Io non ho qui né il tempo, né l'ingegno per dimostrare come la storia della filosofia italiana è continuata nella storia della filosofia germanica. Ognuno che conosce la filosofia del secolo decimosesto in Italia e il progresso del pensiero speculativo in Germania, e voglia giudicare liberamente e senza passione, vedrà se dico il vero. Io non fo qui che additare la via e affermo sinceramente e senza timore, che finché noi ci ostineremo, per qualunque cagione, nell'attuale maniera di filosofare, metà scozzese, metà francese, ora leggermente kantiana, ora strettamente legata ad una forma particolare di religione, o vogliamo ripigliare la nostra tradizione dal punto che fu rotta nella nostra patria, ripudiando tutto ciò che si manifesta come continuazione di essa in altra terra, la scienza non varrà per noi più che una esercitazione logica ed oziosa dell'intendimento, o un interesse di un partito, non già come una immagine fedele della verità concreta e reale.

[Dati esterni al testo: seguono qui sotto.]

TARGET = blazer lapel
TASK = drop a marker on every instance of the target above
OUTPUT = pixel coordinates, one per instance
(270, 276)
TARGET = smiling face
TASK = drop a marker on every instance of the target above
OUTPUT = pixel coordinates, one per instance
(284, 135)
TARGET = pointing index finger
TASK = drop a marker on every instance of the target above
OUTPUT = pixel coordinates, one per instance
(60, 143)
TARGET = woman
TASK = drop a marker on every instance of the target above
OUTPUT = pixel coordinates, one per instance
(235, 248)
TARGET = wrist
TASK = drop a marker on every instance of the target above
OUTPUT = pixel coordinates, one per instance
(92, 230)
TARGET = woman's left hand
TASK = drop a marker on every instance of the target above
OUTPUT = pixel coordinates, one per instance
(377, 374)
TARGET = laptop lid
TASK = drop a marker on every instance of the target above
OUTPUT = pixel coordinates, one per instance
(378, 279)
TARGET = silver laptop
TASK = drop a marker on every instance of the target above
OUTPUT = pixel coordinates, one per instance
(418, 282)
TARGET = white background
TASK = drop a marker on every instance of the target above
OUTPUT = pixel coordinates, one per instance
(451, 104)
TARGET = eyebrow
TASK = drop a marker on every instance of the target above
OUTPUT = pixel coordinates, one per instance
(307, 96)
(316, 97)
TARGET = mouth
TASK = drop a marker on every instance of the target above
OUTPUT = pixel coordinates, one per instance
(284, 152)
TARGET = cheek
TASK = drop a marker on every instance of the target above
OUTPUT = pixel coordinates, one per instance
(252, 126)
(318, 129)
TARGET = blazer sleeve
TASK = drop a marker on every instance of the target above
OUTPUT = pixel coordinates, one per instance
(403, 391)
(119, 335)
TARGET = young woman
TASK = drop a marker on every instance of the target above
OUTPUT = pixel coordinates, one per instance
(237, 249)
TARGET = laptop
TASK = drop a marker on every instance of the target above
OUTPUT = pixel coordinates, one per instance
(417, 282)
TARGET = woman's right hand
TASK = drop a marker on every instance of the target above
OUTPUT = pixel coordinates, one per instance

Bertrando Spaventa, Unificazione nazionale ed egemonia culturale, Laterza, 1969
Questo estratto è stato caparbiamente cercato in seguito ad uno spunto offerto dall'ultimo libro di Ermanno Rea, La fabbrica dell'obbedienza, cit., e carpito lentamente, a piccole porzioni, a colpi di ripetuti copia-e-incolla di mozziconi di frasi, dalle fauci delle anteprime di Google Books. Se ne abbia la dovuta considerazione, se non per il suo contenuto, almeno per le modalità con cui è stato ottenuto.